Senators weighing a landmark immigration bill defeated an effort by Republicans Tuesday to require biometric identification — such as fingerprinting — to track who is entering and leaving the country.
The amendment by Sen. Jeff Sessions, R-Ala., would have required a biometric system to be in place before any immigrant here illegally could obtain permanent residency or citizenship.
"This is a big, big hole in the system and it's gone on for years and years," Sessions said as the Senate Judiciary Committee opened its second day of meetings to plow through hundreds of amendments to legislation remaking the U.S. immigration system, a top priority for President Barack Obama.
"This is one of the reasons the American people have so little confidence in any of the promises we make," Sessions said.

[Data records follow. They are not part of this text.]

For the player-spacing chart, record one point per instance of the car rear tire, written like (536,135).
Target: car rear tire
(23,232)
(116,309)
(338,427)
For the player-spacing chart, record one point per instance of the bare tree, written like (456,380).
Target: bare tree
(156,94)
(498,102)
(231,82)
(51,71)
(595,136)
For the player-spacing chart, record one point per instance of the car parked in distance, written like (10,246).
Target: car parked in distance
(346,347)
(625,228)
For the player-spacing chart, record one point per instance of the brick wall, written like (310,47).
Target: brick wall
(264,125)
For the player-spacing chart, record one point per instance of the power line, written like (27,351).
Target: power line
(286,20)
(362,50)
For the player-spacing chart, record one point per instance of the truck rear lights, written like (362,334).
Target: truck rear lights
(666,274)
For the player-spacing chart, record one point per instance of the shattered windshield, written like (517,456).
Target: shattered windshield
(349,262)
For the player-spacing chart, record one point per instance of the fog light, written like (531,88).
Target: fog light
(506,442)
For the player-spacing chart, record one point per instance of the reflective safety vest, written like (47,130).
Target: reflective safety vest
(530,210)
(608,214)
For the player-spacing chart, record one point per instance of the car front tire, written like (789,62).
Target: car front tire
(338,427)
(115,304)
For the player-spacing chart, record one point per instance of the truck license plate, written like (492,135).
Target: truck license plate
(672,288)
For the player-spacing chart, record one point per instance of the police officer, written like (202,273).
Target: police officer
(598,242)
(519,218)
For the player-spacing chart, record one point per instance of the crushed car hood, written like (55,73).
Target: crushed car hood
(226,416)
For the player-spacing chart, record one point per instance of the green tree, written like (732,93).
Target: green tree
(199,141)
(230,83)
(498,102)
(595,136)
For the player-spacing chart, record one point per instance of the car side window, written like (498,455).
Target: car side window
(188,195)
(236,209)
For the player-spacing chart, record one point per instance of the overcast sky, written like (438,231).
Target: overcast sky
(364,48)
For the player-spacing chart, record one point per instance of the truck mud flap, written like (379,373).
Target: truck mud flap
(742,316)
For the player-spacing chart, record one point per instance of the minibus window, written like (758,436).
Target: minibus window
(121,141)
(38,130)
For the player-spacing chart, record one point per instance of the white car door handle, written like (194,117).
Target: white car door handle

An author of the bill, Republican Sen. Lindsey Graham of South Carolina, agreed with Sessions that biometric IDs are the most secure. But he said authors of the bill determined they were too costly to implement anytime soon. Indeed current law already requires such a system to be in place, but the Department of Homeland Security has been unable to implement it.

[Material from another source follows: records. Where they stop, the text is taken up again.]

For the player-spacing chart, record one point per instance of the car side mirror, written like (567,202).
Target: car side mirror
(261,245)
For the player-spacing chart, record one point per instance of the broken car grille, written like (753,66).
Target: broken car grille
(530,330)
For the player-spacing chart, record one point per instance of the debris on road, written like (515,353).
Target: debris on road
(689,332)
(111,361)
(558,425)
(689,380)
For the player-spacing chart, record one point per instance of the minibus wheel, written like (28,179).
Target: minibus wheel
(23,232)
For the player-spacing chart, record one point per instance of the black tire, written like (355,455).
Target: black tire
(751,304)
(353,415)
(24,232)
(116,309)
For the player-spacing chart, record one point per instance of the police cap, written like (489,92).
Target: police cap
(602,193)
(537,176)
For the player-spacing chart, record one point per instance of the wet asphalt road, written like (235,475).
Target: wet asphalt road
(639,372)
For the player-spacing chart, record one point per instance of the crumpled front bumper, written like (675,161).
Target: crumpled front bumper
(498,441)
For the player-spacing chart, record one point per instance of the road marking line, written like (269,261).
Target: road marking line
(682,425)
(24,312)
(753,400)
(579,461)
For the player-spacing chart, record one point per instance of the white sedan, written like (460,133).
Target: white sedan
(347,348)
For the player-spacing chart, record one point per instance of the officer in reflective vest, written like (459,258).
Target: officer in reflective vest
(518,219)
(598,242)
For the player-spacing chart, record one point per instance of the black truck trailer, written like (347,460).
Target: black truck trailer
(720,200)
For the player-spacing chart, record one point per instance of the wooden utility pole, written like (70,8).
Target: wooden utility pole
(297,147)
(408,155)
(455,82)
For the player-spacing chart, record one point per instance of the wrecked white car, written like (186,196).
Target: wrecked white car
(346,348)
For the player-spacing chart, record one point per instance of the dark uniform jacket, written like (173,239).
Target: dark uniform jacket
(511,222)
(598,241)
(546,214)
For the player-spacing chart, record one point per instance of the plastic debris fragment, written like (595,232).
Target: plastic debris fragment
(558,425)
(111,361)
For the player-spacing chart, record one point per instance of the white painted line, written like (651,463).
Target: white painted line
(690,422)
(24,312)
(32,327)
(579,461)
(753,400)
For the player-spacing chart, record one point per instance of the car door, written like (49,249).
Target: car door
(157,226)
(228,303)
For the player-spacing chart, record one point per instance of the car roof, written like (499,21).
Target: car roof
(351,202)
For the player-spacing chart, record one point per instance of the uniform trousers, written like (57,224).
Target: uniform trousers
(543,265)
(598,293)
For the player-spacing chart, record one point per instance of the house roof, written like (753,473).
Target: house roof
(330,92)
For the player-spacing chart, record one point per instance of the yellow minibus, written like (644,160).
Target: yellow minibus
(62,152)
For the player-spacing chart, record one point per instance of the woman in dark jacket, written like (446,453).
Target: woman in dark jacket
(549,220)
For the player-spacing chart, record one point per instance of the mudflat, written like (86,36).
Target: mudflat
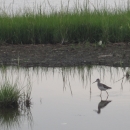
(63,55)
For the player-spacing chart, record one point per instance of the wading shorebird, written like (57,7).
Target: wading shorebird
(101,86)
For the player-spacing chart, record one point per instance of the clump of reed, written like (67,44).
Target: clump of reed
(79,24)
(11,96)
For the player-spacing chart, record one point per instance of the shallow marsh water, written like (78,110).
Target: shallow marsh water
(66,99)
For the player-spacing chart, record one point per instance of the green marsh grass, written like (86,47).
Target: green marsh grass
(13,93)
(79,24)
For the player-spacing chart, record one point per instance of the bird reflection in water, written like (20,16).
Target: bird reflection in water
(102,104)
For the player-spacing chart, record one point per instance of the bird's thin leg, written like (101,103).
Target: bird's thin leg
(107,93)
(101,93)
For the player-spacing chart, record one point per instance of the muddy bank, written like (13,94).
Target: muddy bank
(117,54)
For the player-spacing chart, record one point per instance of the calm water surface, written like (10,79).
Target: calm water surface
(66,99)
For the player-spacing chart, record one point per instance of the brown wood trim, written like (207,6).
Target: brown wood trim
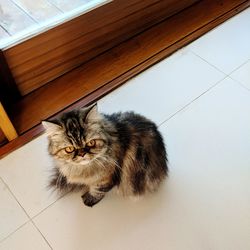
(8,90)
(134,52)
(51,54)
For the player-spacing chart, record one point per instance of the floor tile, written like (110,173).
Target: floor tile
(227,46)
(26,172)
(165,88)
(243,75)
(208,146)
(12,215)
(25,238)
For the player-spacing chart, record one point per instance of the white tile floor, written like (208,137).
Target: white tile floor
(200,98)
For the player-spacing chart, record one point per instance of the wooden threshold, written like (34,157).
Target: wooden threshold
(109,70)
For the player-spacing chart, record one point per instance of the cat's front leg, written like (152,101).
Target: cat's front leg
(94,195)
(90,200)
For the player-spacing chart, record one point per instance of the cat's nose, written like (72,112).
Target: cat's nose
(81,152)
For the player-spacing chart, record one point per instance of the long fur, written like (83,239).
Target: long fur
(129,154)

Instead the bill seeks electronic scanning of photo IDs.
"Current law is a concept, and there is apparently not a whole lot of will by Republicans or Democrats to make the concept a reality," Graham said. "What we've done is taken the current system and make it better."
Sen. Chuck Schumer, D-N.Y., said a biometric system would cost $25 billion. He and other Democrats said Sessions' amendment would simply throw up barriers to a path to citizenship for the 11 million immigrants already in the country illegally.

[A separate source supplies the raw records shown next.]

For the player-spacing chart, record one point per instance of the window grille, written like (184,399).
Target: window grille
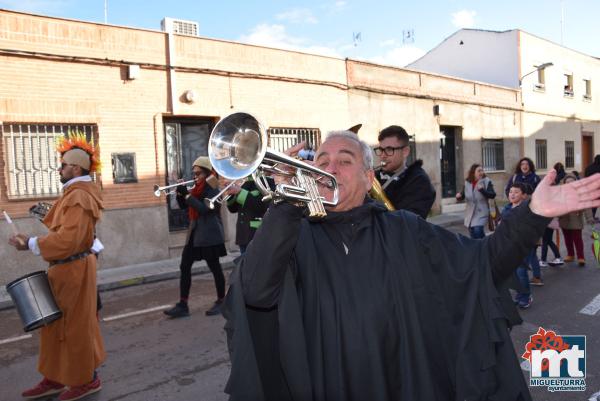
(31,158)
(541,153)
(281,139)
(492,154)
(569,154)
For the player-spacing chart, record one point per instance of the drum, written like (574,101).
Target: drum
(34,300)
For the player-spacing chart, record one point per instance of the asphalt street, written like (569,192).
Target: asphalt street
(151,357)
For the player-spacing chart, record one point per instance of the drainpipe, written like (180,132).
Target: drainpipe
(170,65)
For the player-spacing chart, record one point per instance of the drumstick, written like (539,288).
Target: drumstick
(13,227)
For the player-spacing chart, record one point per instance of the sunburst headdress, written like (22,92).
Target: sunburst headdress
(75,149)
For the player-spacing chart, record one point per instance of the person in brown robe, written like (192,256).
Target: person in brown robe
(71,348)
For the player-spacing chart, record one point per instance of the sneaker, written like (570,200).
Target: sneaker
(215,309)
(77,392)
(525,303)
(43,389)
(179,310)
(556,262)
(536,281)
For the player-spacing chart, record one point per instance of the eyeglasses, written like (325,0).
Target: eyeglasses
(388,150)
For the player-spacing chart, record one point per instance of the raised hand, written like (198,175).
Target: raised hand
(19,241)
(556,200)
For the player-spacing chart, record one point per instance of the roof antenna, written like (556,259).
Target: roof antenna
(562,21)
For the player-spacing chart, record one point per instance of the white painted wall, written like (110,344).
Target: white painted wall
(485,56)
(536,51)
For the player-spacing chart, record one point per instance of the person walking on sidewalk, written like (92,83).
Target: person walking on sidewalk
(477,190)
(205,239)
(572,224)
(407,186)
(525,173)
(246,200)
(71,348)
(516,196)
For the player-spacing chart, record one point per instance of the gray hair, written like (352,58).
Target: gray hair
(367,153)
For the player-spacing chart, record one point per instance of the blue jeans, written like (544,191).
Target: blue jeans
(547,242)
(523,277)
(533,261)
(476,232)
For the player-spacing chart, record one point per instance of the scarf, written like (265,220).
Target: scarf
(196,192)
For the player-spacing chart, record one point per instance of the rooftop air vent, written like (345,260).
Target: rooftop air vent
(180,27)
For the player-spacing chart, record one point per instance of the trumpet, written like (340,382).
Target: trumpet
(170,188)
(237,148)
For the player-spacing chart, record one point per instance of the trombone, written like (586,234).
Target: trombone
(220,197)
(237,148)
(170,188)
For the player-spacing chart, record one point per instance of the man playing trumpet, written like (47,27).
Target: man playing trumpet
(408,187)
(368,304)
(71,348)
(205,239)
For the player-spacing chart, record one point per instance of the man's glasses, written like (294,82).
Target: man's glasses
(388,150)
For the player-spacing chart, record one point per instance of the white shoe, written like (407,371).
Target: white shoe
(556,262)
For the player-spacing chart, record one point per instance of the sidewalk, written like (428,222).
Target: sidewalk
(125,276)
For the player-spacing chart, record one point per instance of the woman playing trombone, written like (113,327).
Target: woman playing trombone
(204,239)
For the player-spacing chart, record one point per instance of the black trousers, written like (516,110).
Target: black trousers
(188,257)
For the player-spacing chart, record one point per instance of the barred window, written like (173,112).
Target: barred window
(569,154)
(492,154)
(541,153)
(281,139)
(31,159)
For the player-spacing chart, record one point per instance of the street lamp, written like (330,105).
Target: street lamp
(537,68)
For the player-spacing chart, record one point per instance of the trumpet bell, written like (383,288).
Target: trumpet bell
(236,147)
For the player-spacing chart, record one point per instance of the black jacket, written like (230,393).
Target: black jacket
(409,312)
(208,229)
(411,190)
(250,208)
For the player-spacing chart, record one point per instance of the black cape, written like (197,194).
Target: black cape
(411,312)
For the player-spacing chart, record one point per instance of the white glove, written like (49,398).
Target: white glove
(97,246)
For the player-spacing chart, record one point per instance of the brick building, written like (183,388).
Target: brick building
(151,98)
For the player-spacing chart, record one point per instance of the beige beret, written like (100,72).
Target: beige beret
(78,157)
(203,161)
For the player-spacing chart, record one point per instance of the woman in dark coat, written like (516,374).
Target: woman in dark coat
(205,238)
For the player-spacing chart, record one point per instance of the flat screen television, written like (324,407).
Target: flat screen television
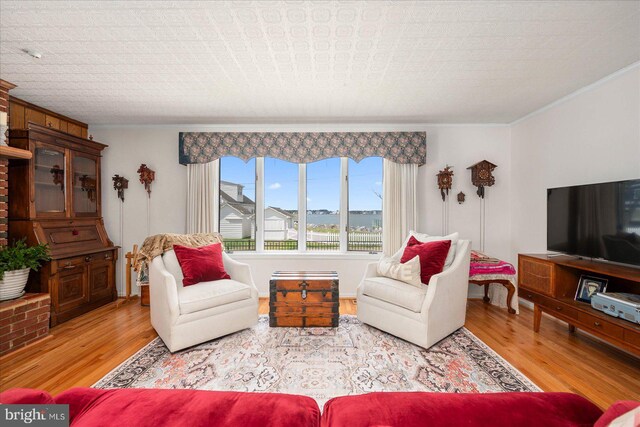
(600,221)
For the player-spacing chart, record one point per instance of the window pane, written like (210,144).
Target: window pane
(365,205)
(237,203)
(281,205)
(323,205)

The Senate Judiciary Committee voted 12 to 6 to defeat Sessions' amendment. Graham and Sen. Jeff Flake, R-Ariz., joined with the Democrats on the committee in voting it down.
Graham, Flake, Schumer and Sen. Dick Durbin, D-Ill., are four of the eight authors of the immigration bill. Since they sit on the Judiciary Committee together they have resolved to vote together against amendments that could strike at the core provisions of the legislation and threaten the fragile alliances behind it.